Re: Disable Dataproc cluster logs

jeyob · 01-31-2024 06:39 AM

Hi!

I have a Dataproc Single Node Cluster that is used as a Spark History Server.

However I notice in Cloud Logging that this is creating quite a lot of logs.
Looking at the documentation I can see that indeed there are a number of components that will generate logs: https://cloud.google.com/dataproc/docs/guides/logging#cluster_logs_in

But how do I alter/modify the behaviour of these logs? Ideally I want to set the log level to ERROR/OFF if possible.

Of course I could always create a Exclusion Rule on the Sink level but that feels like I'm fixing the problem at the wrong end.

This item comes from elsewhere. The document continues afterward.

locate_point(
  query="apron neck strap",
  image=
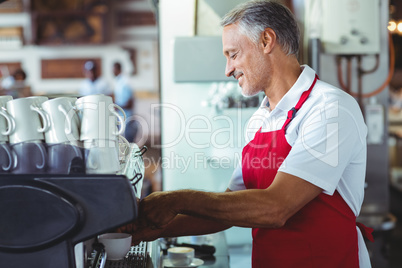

Any ideas, since it isn't obvious from the documentation what is possible

ms4446

To manage and reduce the volume of logs generated by your Dataproc Single Node Cluster used as a Spark History Server, you can adopt a multi-faceted approach that involves adjusting log levels directly within the cluster's components and utilizing Google Cloud's logging features for more granular control. Here's a comprehensive guide to achieve this:

Adjusting Log Levels in Dataproc

Modify Component Log Levels

For components like Spark and Hadoop, which are prevalent in Dataproc clusters, log levels are typically managed through configuration files such as log4j.properties. Depending on the Dataproc image version, the approach varies slightly:
- For Dataproc Image Versions < 2.0: You'll need to create and configure a log4j.properties file, then upload it to a Cloud Storage bucket. This file should then be referenced in your cluster's initialization actions to apply the custom logging settings.
- For Dataproc Image Versions >= 2.0: You can directly set Spark and other component log levels using the --properties flag during cluster creation. This method allows you to specify log levels without needing to manage separate configuration files.

Example log4j.properties:

# Root logger option 
log4j.rootLogger=WARN, stdout 

# Direct log messages to stdout 
log4j.appender.stdout=org.apache.log4j.ConsoleAppender 
log4j.appender.stdout.Target=System.out 
log4j.appender.stdout.layout=org.apache.log4j.PatternLayout 
log4j.appender.stdout.layout.ConversionPattern=%d{yy/MM/dd HH:mm:ss} %p %c{1}: %m%n 

# Reduce Spark Logging 
log4j.logger.org.apache.spark=WARN 

# Reduce Hadoop/YARN Logging
log4j.logger.org.apache.hadoop.yarn=WARN

Best Practices for Logging
- Start with WARN Level: Initially setting log levels to WARN provides a balanced approach, capturing potential issues without overwhelming volume. ERROR might be too restrictive for troubleshooting.
- Troubleshooting Tip: Remember, you can temporarily increase log levels to INFO or DEBUG when investigating specific issues. After resolving the problem, revert to WARN or ERROR to reduce log volume.
- Balance Logging and Cost: Utilize Cloud Logging's Log Viewer for efficient log filtering and searching, allowing for broader log retention without excessive review.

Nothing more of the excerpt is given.